There are as many approaches to conducting organization studies as there are practitioners. Typically, consultants (internal and external) gather data within the organization. This usually involves employee questionnaires, one-on-one interviews, and focus groups. Sometimes reviews of internal communication (policy manuals, newsletters, memoranda, etc.) are added to the mix.

While it is essential to gather information from those who work in the organization, external information sources (customers/clients, shareholders, vendors, etc.) can prove extremely valuable. Since all organizations exist to serve demand of some type, the most important external information source to any organization is its customers.

Marketing professionals routinely tap this vital information fount. They vigilantly track customer preferences, perceptions, expectations and levels of satisfaction regarding the company's products and services. This information is often held within the marketing department or is shared, on a limited basis, with such departments as research and development, production, engineering, finance and operations. Amazingly little, if any, information is shared with the human resources department, although it can have considerable value to those concerned with overall organizational effectiveness.

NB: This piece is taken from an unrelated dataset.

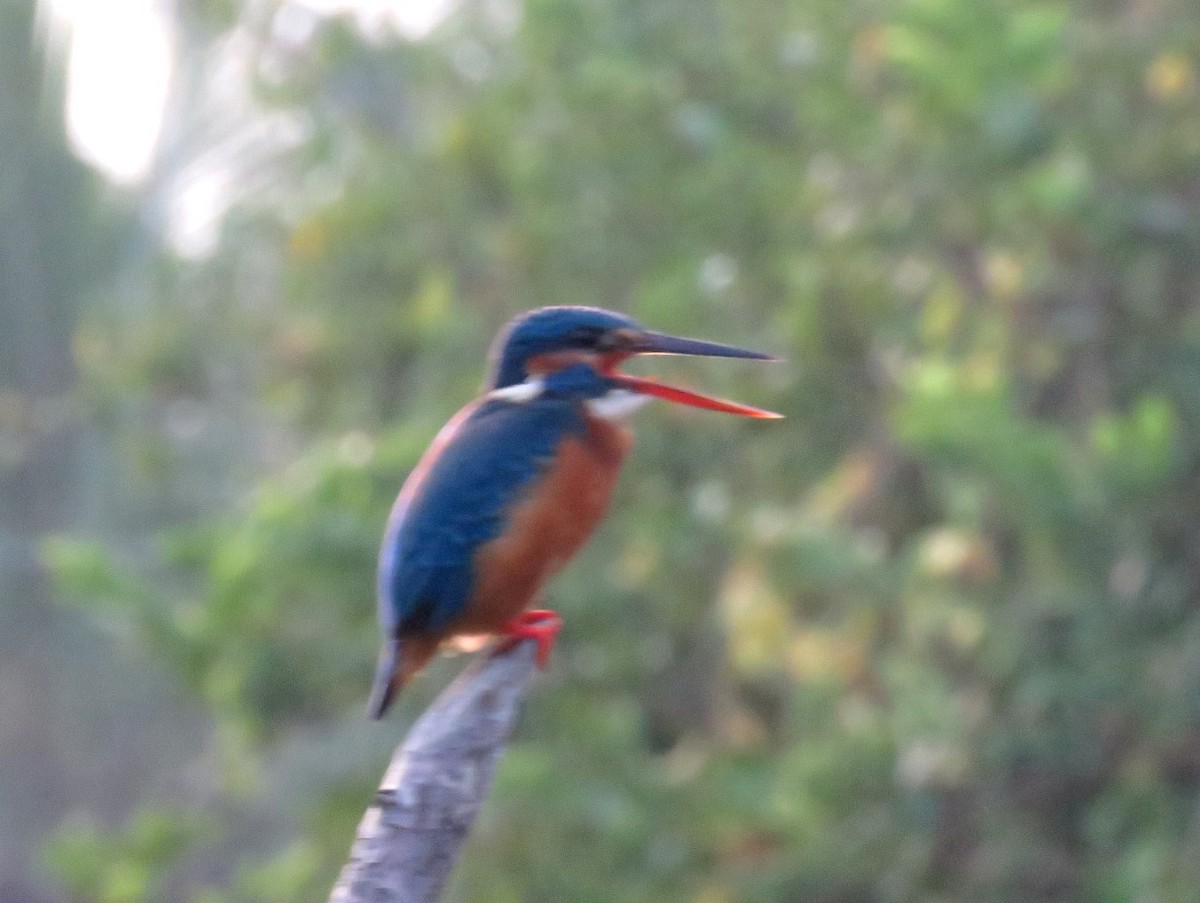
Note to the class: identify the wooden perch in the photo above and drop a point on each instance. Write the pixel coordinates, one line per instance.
(411, 835)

Despite the millions of dollars spent each year on customer surveys, seldom are such efforts coordinated with broader organizational development strategies. For that matter, seldom are organizational studies customer-focused.

It has long been our belief that those who limit organization assessment to internal questions and answers, lose the advantages of a broadened perspective. By adding information gathered from our clients' customers and prospective customers, we have gained critical insights that would not have surfaced in any other way.

Customer-focused organizational research can be a real eye-opener. When properly surveyed, customers can cast a revealing light on such aspects of organization as: communications, decision making, planning, training, authority levels, teamwork, coordination, and much more.

Management misses what may be the most important source of information when customers are excluded from organizational diagnosis. The reasons for not surveying customers, especially key customers, pale in comparison to the value of including them in an organizational assessment.